As gasoline prices spike, expect more pain at the pump

Rising gasoline prices have crude producers, futures market traders and oil investors in the black and Lowcountry motorists seeing red.

"I keep reading how much better the economy is doing, but it's not getting a whole lot better for me or anyone I know," said Steve Walthen of Beaufort, filling up Saturday at a Port Royal gas station. "It was kind of sneaky. Gas just started creeping up in price and now we're looking at $3 a gallon again."

The average national price of a gallon of regular gasoline hit $2.70 on Thursday, according to AAA. The price of gasoline is up 67 percent from this time last year and at its highest level since October 2008.

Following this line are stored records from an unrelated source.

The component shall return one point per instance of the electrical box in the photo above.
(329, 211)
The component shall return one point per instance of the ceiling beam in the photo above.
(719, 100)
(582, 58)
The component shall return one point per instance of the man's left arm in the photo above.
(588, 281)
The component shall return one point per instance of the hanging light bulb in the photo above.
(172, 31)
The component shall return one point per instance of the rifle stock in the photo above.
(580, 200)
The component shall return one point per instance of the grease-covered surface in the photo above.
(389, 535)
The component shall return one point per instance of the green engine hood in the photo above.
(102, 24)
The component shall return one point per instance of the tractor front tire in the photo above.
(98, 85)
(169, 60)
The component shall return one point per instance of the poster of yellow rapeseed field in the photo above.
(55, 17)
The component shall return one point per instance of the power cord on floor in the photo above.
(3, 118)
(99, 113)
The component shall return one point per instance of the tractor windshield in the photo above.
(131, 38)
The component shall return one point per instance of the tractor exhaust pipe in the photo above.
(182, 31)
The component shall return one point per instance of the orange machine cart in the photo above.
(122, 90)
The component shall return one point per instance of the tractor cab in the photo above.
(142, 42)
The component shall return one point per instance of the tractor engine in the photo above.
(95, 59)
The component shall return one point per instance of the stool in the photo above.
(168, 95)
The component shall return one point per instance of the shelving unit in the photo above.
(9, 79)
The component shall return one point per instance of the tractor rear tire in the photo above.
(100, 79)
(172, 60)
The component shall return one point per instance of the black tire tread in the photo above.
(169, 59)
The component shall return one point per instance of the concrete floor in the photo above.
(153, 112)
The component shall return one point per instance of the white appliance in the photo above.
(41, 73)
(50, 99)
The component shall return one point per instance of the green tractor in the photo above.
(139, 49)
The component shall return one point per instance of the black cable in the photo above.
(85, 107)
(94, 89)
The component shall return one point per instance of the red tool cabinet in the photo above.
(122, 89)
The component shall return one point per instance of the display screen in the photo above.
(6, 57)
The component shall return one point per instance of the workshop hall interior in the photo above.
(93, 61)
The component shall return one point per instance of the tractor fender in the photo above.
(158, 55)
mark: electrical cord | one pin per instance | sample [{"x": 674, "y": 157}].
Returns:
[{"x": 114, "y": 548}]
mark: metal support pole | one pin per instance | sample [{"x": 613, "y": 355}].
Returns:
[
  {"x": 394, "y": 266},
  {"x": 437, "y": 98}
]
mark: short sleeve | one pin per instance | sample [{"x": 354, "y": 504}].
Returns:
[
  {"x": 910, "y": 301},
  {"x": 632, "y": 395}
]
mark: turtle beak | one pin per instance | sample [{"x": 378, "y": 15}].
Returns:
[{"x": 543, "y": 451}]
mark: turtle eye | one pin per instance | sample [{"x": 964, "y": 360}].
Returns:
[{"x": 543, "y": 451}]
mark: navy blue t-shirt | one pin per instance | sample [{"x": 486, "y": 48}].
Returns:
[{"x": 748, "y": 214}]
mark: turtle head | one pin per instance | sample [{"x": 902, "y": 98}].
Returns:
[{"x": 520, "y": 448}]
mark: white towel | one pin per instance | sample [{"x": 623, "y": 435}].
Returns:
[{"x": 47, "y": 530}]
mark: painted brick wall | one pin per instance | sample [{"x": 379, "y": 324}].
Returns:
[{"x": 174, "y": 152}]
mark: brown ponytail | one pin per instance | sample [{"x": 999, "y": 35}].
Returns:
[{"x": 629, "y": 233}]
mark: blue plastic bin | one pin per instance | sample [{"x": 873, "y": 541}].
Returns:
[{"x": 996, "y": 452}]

A survey of 10 Beaufort-area gas stations Saturday found prices between $2.59 and $2.71 for a gallon of regular gasoline. A survey of eight stations on Hilton Head Island and in Bluffton on the same day found prices between $2.58 and $2.69 for a gallon of regular gasoline.

Across South Carolina, gas prices are the highest they've been in 15 months, according to AAA Carolinas.

Prices in South Carolina are fifth-lowest in the nation and still well below prices in Alaska, California and Hawaii, where motorists are already paying more than $3 per gallon.

Economic experts say gasoline prices are rising because the price of oil, like all commodities, has been driven up by increased global demand and a weakened U.S. dollar.

Wanda Frazier of Yemassee said she is not looking forward to wincing every time she fills up as she did in 2008.

"I wish I could do without it," Frazier said. "It's a necessity. Complaining about the price of gas is a lot like complaining about the weather. It is what it is and I guess we just have to roll with it. It doesn't mean I have to like it and trust me, I don't."

Skyrocketing gas prices could spell big trouble for a U.S. economy struggling to recover after a nearly two-year recession.

Every 10-cent hike in gas prices equated to an additional $14 billion a year out of consumers' pockets, Miller Tabak equity strategist Peter Boockvar wrote in a research note on Thursday.

Americans are spending $1 billion per day on gas.